Acquittal: Anti-Oxidants do not Blunt the Beneficial Effect of Endurance Training on Insulin Sensitivity!

Regular visitors of the SuppVersity will remember that there has been and still is a controversy about whether or not athletes and average gymrats benefit from antioxidants or whether this may even blunt training induced adaptation effects. Other than a 2009 study by Ristow et al. (Ristow. 2009), a more recent investigation into the effects of antioxidant supplementation (Yfanti. 2011), coming from my northern neighbors from Denmark, did not find any negative effects of antioxidants on the exercise induced rise in insulin sensitivity.

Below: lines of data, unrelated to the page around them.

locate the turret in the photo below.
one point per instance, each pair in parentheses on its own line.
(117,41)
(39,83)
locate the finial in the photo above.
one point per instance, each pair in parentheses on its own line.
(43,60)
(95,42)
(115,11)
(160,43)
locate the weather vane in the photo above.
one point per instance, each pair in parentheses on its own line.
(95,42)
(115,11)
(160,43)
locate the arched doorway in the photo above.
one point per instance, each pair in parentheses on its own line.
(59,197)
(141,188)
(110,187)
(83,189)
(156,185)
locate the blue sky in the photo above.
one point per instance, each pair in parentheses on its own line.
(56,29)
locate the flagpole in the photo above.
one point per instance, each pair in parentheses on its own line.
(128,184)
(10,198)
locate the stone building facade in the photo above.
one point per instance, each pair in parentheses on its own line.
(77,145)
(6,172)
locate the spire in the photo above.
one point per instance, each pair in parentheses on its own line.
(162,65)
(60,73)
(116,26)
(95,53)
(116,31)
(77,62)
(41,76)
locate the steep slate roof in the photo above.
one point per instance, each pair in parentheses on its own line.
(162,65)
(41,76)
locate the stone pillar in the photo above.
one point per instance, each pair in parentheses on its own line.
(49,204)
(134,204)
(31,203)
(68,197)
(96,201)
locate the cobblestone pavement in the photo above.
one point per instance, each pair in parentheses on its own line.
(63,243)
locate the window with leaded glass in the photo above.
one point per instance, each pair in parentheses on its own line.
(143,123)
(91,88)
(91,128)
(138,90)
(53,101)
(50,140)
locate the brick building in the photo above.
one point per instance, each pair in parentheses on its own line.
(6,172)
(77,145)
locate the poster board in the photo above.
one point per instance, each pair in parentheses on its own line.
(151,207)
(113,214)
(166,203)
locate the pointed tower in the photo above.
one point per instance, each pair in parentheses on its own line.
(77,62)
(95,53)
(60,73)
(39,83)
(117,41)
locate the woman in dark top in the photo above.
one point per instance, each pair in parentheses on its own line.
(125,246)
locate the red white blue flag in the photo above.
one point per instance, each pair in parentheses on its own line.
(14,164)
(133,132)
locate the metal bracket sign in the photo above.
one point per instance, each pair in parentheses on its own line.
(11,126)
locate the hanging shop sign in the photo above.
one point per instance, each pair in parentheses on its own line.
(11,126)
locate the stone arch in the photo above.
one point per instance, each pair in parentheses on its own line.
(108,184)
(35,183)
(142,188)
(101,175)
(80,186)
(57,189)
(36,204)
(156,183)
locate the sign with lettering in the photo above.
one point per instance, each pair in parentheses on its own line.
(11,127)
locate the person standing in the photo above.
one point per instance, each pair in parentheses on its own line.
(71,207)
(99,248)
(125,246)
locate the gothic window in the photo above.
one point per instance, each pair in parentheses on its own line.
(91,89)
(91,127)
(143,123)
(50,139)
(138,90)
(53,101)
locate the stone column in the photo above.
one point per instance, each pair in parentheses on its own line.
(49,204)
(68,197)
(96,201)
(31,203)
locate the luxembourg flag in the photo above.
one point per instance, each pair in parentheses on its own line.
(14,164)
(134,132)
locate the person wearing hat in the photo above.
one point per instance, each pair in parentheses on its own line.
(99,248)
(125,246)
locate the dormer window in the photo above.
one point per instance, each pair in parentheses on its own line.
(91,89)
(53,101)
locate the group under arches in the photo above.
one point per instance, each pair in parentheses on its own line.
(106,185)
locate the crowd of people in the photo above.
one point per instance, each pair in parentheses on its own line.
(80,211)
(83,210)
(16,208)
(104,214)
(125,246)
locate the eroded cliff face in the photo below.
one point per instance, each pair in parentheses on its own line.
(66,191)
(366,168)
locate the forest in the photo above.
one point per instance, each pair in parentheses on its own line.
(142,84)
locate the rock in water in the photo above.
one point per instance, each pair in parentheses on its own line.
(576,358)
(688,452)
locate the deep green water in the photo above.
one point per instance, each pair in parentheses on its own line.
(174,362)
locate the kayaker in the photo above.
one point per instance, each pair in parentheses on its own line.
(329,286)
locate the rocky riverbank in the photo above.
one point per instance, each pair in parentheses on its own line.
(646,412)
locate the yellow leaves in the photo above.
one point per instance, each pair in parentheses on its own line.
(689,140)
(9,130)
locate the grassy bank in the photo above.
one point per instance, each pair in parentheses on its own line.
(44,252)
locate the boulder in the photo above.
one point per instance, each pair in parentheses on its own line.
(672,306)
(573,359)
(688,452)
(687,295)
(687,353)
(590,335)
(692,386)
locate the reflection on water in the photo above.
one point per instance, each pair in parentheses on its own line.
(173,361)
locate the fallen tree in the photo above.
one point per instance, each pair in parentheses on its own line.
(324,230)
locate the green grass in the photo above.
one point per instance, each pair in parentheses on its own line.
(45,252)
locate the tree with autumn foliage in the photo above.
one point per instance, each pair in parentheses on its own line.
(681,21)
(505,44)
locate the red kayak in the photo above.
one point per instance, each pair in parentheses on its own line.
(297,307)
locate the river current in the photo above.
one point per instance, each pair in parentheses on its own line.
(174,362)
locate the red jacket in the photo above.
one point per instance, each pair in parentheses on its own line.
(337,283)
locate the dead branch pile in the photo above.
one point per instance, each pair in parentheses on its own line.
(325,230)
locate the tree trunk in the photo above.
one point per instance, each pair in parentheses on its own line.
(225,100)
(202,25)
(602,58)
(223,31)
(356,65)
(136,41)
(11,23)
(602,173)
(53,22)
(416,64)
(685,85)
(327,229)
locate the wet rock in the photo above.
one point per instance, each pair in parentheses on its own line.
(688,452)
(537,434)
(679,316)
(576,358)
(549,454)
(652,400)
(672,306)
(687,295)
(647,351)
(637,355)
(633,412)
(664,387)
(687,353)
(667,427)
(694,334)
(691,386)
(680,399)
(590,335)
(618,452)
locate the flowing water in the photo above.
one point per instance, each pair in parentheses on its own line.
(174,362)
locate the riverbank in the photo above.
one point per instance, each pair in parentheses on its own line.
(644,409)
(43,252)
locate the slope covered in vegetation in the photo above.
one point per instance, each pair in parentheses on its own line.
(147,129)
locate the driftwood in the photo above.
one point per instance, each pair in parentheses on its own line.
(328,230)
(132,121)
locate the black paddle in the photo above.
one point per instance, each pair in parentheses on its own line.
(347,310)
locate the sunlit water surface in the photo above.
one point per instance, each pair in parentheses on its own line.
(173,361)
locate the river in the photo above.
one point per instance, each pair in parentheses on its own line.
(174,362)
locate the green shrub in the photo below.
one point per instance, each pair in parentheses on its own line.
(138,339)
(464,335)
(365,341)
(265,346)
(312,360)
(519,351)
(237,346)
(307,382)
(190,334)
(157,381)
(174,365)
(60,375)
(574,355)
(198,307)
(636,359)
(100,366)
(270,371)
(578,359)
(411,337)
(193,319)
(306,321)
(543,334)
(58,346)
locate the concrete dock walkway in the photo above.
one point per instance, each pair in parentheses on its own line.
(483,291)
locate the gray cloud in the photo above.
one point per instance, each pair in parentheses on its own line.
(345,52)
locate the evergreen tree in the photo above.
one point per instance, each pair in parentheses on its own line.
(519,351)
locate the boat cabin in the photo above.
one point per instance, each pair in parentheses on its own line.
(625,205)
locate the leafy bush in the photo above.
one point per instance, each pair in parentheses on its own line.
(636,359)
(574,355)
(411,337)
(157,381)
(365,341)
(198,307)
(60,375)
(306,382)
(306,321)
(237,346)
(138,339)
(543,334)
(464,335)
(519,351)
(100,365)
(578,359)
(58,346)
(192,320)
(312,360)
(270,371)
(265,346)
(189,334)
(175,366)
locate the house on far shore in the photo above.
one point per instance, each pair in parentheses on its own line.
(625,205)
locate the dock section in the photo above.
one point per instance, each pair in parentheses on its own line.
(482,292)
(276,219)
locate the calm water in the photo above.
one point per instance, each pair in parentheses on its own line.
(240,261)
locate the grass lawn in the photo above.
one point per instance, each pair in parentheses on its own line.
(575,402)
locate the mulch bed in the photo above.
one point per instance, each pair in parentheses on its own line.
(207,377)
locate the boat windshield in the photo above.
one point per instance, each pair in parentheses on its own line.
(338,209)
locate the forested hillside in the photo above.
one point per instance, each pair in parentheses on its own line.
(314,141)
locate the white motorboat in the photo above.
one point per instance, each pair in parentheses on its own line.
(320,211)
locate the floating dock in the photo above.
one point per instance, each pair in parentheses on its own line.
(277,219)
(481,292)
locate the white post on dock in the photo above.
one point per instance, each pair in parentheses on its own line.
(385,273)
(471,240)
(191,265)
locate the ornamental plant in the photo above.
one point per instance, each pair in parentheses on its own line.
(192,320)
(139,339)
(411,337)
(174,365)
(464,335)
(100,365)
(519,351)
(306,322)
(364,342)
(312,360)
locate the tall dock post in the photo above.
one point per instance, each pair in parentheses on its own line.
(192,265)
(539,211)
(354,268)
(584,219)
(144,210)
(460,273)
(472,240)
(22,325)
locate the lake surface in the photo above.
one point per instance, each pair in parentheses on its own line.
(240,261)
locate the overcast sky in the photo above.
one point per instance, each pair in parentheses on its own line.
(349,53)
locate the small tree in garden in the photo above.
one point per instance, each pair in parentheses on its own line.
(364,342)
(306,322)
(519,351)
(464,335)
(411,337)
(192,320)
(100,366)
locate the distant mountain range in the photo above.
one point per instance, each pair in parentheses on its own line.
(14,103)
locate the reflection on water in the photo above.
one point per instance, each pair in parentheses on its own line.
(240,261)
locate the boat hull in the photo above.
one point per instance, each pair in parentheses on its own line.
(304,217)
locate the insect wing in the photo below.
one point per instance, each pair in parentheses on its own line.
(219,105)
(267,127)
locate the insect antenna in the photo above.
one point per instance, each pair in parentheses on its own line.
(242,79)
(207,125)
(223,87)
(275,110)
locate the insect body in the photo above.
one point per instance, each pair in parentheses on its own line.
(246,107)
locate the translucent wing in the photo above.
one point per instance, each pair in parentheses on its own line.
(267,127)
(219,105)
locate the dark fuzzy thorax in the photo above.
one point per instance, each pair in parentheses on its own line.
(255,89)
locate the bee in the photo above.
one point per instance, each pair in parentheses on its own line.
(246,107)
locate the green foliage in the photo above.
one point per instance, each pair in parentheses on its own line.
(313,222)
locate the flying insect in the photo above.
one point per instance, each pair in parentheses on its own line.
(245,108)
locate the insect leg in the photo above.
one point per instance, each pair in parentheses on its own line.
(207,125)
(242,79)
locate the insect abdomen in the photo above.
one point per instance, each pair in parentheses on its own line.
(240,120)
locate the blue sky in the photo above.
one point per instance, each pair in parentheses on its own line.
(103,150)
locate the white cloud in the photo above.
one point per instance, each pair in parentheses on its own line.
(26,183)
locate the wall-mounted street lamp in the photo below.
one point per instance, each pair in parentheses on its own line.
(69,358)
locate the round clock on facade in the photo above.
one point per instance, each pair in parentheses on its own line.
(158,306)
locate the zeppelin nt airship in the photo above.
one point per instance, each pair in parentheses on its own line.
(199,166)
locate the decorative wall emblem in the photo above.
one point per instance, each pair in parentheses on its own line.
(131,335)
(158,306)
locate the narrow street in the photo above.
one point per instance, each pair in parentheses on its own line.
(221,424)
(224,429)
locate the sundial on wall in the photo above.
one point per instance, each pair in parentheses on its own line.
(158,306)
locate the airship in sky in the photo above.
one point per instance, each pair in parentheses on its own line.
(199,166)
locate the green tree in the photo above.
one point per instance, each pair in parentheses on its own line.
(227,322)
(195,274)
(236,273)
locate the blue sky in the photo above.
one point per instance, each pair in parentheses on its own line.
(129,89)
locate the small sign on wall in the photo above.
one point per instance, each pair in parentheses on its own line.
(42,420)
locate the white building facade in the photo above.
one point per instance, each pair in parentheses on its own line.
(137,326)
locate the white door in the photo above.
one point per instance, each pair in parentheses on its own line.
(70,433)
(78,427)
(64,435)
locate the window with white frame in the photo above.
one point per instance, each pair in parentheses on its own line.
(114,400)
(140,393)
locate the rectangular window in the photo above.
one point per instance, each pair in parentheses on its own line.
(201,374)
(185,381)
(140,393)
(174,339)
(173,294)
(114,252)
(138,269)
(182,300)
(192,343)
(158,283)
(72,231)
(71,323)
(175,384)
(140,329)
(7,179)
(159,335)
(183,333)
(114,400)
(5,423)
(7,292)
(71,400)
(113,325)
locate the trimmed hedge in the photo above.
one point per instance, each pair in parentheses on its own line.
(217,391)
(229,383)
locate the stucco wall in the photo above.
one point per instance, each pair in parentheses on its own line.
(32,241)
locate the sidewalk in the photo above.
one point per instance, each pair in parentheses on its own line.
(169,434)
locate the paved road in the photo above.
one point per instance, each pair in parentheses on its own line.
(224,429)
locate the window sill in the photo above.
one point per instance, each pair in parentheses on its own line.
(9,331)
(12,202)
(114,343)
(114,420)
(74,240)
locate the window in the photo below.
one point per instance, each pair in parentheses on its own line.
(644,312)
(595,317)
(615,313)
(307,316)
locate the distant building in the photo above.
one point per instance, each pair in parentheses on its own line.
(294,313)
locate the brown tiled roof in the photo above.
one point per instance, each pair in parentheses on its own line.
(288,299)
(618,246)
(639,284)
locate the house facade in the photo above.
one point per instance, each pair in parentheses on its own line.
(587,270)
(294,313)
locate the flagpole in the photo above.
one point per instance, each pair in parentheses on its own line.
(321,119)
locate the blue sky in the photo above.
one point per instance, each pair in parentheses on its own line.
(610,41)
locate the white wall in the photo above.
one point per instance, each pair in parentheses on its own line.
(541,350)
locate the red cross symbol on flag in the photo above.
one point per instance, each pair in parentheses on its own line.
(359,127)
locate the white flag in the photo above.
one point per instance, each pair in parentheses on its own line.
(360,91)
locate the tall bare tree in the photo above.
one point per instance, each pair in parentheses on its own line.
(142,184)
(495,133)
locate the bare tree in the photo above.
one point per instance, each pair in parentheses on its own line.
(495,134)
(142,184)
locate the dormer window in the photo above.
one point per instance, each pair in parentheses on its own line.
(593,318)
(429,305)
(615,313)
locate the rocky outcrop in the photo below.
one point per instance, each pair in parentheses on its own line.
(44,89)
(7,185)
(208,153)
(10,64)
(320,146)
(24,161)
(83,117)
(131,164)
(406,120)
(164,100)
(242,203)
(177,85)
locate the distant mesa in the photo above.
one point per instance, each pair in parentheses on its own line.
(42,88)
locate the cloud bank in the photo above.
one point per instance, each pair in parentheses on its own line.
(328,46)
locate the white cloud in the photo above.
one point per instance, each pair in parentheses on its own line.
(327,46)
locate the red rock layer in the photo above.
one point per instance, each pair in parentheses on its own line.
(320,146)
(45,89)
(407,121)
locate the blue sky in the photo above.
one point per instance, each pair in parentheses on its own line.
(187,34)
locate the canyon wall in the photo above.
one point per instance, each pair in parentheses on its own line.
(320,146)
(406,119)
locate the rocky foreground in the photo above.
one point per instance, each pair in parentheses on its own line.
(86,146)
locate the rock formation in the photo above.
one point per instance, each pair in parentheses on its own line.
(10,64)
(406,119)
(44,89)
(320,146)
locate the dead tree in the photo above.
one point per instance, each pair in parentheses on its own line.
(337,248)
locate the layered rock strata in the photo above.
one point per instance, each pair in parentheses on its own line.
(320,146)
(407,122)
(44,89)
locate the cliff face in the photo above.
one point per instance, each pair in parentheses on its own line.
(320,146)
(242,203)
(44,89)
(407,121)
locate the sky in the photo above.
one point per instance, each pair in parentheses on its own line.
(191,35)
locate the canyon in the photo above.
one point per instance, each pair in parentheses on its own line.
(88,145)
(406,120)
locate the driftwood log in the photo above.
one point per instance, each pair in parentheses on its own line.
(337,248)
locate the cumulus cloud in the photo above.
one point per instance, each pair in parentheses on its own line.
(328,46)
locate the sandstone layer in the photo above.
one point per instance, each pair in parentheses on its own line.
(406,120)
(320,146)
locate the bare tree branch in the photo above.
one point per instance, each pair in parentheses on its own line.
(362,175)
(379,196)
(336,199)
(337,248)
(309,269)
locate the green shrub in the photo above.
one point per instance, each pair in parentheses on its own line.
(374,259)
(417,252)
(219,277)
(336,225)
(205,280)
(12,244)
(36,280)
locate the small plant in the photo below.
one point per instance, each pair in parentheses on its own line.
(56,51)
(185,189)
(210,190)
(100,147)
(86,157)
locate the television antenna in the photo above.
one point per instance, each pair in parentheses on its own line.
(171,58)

In the study 21 young, healthy men, who received 500 mg vitamin C and 400 IU vitamin E (α-tocopherol) daily, completed a 5-days-a-week supervised intense endurance-training (interval training on Tuesday & Thursday; steady-state cardio on Wednesday & Friday). Insulin response, maximal oxygen consumption (VO2max), maximal power output (Pmax) and body composition (fat mass, fat-free mass) were measured and "muscle biopsies were obtained for determination of the concentration and activity of proteins regulating glucose metabolism". The scientists summarize their results as follows:
Although plasma levels of vitamin C (P < 0.05) and α-tocopherol (P < 0.05) increased markedly in the AO group, insulin-stimulated glucose uptake increased similarly in both the AO (17.2%, P < 0.05) and the PL (18.9%, P < 0.05) group in response to training. VO2max and Pmax also increased similarly in both groups (time effect: P < 0.0001 for both) as well as protein content of GLUT4, hexokinase 2 and total Akt (time effect: P ≤ 0.05 for all).
I don't know if you consider this "good" or "bad" news, but in any case, I suspect you will want to know what happened to the participants body composition (at least I would want). Well, the scientists say, there were no significant pre-post changes and from a statistic point of view, this is unquestionably right. I find it interesting, nevertheless that the average decline in fat mass was somewhat larger in the placebo (-21%)  vs. the anti-oxidant group (-8%); the intra-group differences are however so large that, with the given count of subjects, this is hardly meaningful.